Importing big tables with large indexes with Myloader MySQL toolDavid Ducos
Mydumper is known as the faster (much faster) mysqldump alternative. So, if you take a logical backup you will choose Mydumper instead of mysqldump. But what about the restore? Well, who needs to restore a logical backup? It takes ages! Even with Myloader. But this could change just a bit if we are able to take advantage of Fast Index Creation.

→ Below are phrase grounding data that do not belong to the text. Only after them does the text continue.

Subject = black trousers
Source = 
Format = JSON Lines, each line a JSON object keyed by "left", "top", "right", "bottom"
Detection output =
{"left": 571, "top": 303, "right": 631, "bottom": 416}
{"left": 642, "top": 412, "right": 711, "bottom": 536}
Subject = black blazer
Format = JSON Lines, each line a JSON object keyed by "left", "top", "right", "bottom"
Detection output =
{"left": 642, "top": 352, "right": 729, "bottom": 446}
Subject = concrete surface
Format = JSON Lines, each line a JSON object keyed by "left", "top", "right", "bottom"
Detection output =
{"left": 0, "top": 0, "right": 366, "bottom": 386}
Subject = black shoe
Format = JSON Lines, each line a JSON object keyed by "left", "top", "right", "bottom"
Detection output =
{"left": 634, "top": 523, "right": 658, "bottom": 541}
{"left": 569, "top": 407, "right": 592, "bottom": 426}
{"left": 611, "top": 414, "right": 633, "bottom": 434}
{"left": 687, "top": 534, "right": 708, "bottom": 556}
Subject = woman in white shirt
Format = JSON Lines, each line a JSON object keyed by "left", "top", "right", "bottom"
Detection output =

As you probably know, Mydumper and mysqldump export the struct of a table, with all the indexes and the constraints, and of course, the data. Then, Myloader and MySQL import the struct of the table and import the data. The most important difference is that you can configure Myloader to import the data using a certain amount of threads. The import steps are:
- Create the complete struct of the table
- Import the data
When you execute Myloader, internally it first creates the tables executing the “-schema.sql” files and then takes all the filenames without “schema.sql” and puts them in a task queue. Every thread takes a filename from the queue, which actually is a chunk of the table, and executes it. When finished it takes another chunk from the queue, but if the queue is empty it just ends.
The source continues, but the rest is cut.